Lucas van Cappellen from research agency CE Delft investigated the efficiency of the home battery. He assumed a combination of trading in electricity himself and buffering solar energy, and arrived at a payback period of fifteen years.

It may be more convenient to use the batteries in electric cars as a buffer: by 2030 there will hopefully be enough cars on the market that can charge smartly and ‘bidirectionally’ and also return electricity.

Batteries without wheels are better suited for large-scale consumption, for example as a buffer at large solar parks. They now have to switch off if they supply too high peaks to the grid. To solve the imbalance in the power grid, you can’t make a dent in a pack of butter with your own home battery. At most, if you bundle different batteries into one virtual power plant, you can make a fist.

Smart meter, stupid use

The smart grid, the smart and interactive energy grid, is getting off to a slow start in the Netherlands. So much is possible, but little is happening. The power grid Crashes and despite the smart meter in almost every meter cupboard, electricity use remains stupid in most Dutch households. This is due to outdated rules and outdated behavior. We generate too much power with solar panels that often face south and thus increase peak loads. We use a lot of electricity at times when it is expensive – because it makes no difference to the bill if you pay a fixed rate.

The sky-high energy prices of 2021 and 2022 proved that consumption patterns change quickly, if necessary. Rules also help: in Belgium, for example, there is no longer any netting and this will be the case in 2022 more than 52,000 home batteries registered thanks to a subsidy scheme (now stopped). Belgian households have an extra incentive to dampen their consumption peak: since the introduction of the capacity rate you pay extra if you use a lot of electricity in a short time. If such a grid tariff also applied in the Netherlands, it would become more attractive to support yourself as much as possible, for example with a home battery. In Germany, the government is helping and from next week homeowners will receive up to ten thousand subsidy on the combination of solar panels, home battery and car charger.
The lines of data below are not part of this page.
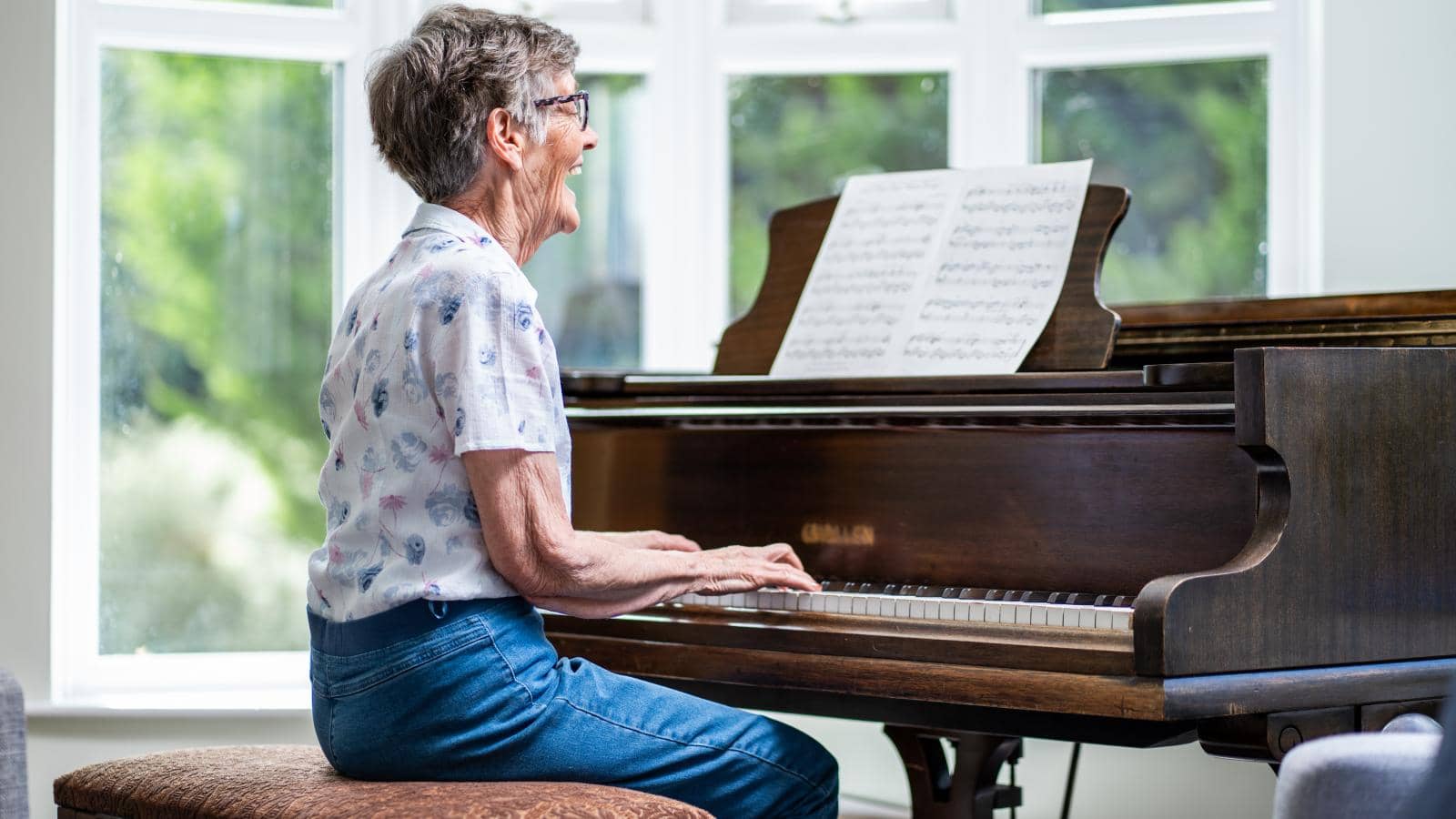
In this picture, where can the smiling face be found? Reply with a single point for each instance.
(560, 155)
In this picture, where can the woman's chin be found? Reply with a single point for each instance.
(570, 220)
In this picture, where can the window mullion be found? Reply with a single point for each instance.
(684, 283)
(225, 31)
(1152, 40)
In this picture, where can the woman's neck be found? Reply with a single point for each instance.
(497, 210)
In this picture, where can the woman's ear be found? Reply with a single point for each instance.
(506, 138)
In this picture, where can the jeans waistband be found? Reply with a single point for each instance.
(397, 624)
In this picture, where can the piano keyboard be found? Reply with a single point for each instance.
(938, 603)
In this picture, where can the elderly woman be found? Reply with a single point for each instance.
(449, 480)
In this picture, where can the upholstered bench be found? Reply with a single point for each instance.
(286, 782)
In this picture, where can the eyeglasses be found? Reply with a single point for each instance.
(580, 98)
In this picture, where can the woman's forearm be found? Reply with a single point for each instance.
(533, 545)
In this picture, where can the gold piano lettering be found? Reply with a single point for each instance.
(837, 535)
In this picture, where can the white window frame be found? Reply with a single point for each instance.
(341, 36)
(688, 51)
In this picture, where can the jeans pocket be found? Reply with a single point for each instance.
(337, 676)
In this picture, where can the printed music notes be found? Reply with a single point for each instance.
(936, 273)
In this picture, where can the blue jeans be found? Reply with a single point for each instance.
(473, 691)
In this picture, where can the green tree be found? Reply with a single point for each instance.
(1191, 142)
(798, 138)
(216, 305)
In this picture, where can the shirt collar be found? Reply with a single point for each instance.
(449, 220)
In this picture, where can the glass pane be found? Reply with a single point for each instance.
(797, 138)
(215, 296)
(589, 283)
(1052, 6)
(1191, 142)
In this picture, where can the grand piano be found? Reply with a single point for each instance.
(1229, 522)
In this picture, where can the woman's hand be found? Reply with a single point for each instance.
(652, 540)
(744, 569)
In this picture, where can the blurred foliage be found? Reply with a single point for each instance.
(797, 138)
(1191, 142)
(216, 310)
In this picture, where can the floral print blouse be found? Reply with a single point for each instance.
(440, 351)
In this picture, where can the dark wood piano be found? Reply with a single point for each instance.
(1229, 522)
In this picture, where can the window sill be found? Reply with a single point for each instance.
(177, 704)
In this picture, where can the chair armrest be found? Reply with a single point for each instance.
(1354, 774)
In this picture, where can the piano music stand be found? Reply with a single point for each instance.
(1077, 337)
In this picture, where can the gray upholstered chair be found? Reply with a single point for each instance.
(12, 749)
(1358, 775)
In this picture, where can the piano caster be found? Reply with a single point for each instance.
(967, 793)
(1267, 738)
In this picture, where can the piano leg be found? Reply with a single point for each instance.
(967, 793)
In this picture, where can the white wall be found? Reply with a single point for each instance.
(1390, 165)
(1387, 67)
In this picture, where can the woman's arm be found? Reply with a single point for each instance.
(531, 541)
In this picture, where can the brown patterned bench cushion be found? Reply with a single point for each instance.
(293, 782)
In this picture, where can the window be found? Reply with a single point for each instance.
(798, 138)
(216, 232)
(836, 11)
(1191, 142)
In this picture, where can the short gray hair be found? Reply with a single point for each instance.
(430, 95)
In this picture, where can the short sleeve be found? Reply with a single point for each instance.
(484, 351)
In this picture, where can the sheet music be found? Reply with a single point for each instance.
(936, 273)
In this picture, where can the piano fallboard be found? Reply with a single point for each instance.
(986, 698)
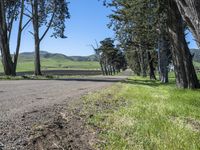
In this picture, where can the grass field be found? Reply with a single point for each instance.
(142, 114)
(54, 64)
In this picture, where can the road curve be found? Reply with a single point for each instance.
(19, 98)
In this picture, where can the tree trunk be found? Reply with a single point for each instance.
(4, 43)
(102, 69)
(163, 57)
(143, 64)
(36, 38)
(184, 70)
(190, 11)
(151, 67)
(19, 35)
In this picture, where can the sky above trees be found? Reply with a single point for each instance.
(88, 23)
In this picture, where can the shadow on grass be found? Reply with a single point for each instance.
(147, 82)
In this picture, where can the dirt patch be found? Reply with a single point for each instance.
(189, 123)
(66, 131)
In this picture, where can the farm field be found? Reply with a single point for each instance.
(144, 114)
(55, 64)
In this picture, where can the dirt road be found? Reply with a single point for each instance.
(28, 102)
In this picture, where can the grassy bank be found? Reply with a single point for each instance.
(54, 64)
(142, 114)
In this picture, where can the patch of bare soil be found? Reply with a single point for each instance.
(67, 131)
(190, 123)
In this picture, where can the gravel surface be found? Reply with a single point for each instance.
(26, 103)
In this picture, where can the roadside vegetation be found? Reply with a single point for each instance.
(55, 64)
(144, 114)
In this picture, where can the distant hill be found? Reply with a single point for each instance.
(45, 54)
(196, 53)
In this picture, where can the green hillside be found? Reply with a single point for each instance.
(51, 61)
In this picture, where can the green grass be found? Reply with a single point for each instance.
(55, 64)
(142, 114)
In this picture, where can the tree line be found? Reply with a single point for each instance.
(43, 15)
(152, 35)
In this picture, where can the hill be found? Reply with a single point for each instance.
(55, 61)
(47, 55)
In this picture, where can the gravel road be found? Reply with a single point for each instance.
(26, 102)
Dynamic prices also help reduce pressure on the network, says Remko ten Barge of energy company NieuweStroom. He looks with awe at Norway, where three-quarters of consumers move with the dynamic energy prices. According to him, this has removed 10 percent of the peak load on the power grid.

In the Netherlands, the home battery is still a toy for early adopters and sustainable nerds. Roeland Nagel from battery supplier Charged sold 2,200 ‘Sessy’s’, of which 1,000 have been installed. His customers do it, he thinks, mainly to feel less dependent. The payback has been quite good over the past two years, but that is no guarantee for the future.

I understand the battery jitters. My father would certainly have bought such a home battery. In the 1990s he was the first in the village to install solar panels on the roof – the neighborhood was concerned whether he had a leak or joke about the mind. Until four years ago, every kWh generated was recorded with a black pen on green graph paper. Solar power was a way for him to be autonomous, less dependent on The System. That’s what happens when you grow up on a farm; you prefer to shell your own beans.

Somewhere up there, he now counts the solar panels on more than two million Dutch roofs and is satisfied that anyone can become an electricity farmer. Perhaps a home battery is of no use at the moment. But as every farmer knows: you must first sow before you can harvest.